Same Recipe But Different Ingredients? Challenges and Methodologies in Comparative Internet/Politics Research
Posted: 16 Jul 2012 Last revised: 20 Dec 2018
Date Written: August 22, 2012
This paper was generated by puzzles in how to account for both national context and catalyst in understanding online activism. We find ourselves trapped between the rock of national political communication context and the hard place of the seemingly quixotic nature of online movements. While some online movements have flourished in unlikely places, others have failed to coalesce or simply withered away in systems in which the internet apparently could have ushered in a new era of connected citizenship. Traditional research designs that were executed to compare systems were not proving helpful as, in the end, we found it more useful to think about types of crises rather than types of countries.

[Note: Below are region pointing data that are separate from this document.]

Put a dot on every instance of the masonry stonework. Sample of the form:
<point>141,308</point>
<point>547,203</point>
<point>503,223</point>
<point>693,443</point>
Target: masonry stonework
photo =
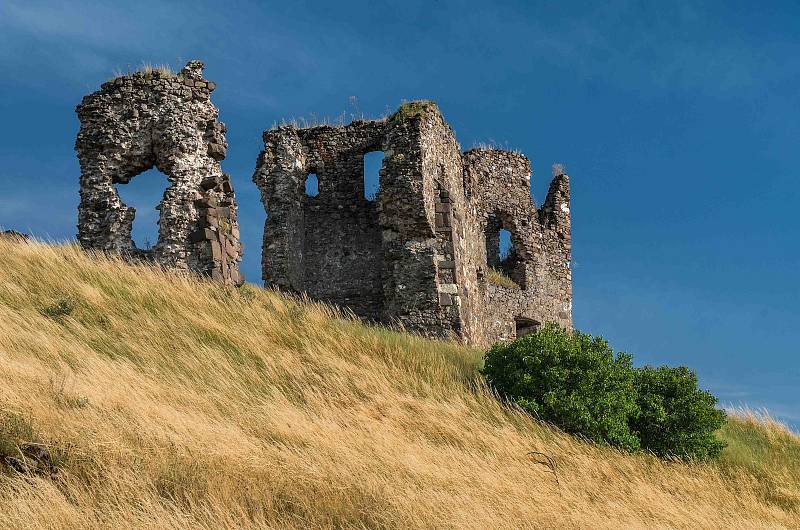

In this paper, we present evidence from the study of online mobilization in the United States, the United Kingdom, and Russia to suggest ways of conceptualizing and investigating online activism that can navigate the space between theories that address the universal properties of online communication and the specific context in which it occurs. We suggest that ‘context’ is far more than a national political and media system; rather, context relates to the nature of issues and institutions in a way that is not readily captured by national norms alone. As such, this paper discusses how British activists concerned with disability rights used online mobilization more innovatively than their American counterparts, despite a stronger tradition of online activism and disability rights in general in the United States. At the same time, this paper considers how the internet became a part of health issue campaigns in Russia, despite simultaneously failing to augment more traditional political institutions such as political parties. Crucially, we found popular ‘outrage’ connected to (perceived) violations of fundamental rights to be a precursor of online mobilization that transcended the boundaries between democratic and non-democratic regimes.
While we can suggest useful ways to measure and observe how citizens migrate from giving voice to taking action online in very different contexts, we leave open for now the conviction that citizens are being permanently ‘rewired’ by their online activity. What is clear, however, is that citizens in very different contexts are being both enraged and engaged – sometimes at amazing speed – by the online sphere in ways in which both political scientists and governments will find fundamentally changes the nature of political engagement. The challenge is in anticipating how, why, when, and where online engagement will flow with ‘politics as usual’ in a range of regimes and when it will lead to challenge to powerful elites and institutions. Without making non-useful distinctions between ‘online’ and ‘offline’ activism, we hope we can provide ways to identify markers for when online discourse can turn to effective challenge to a political establishment.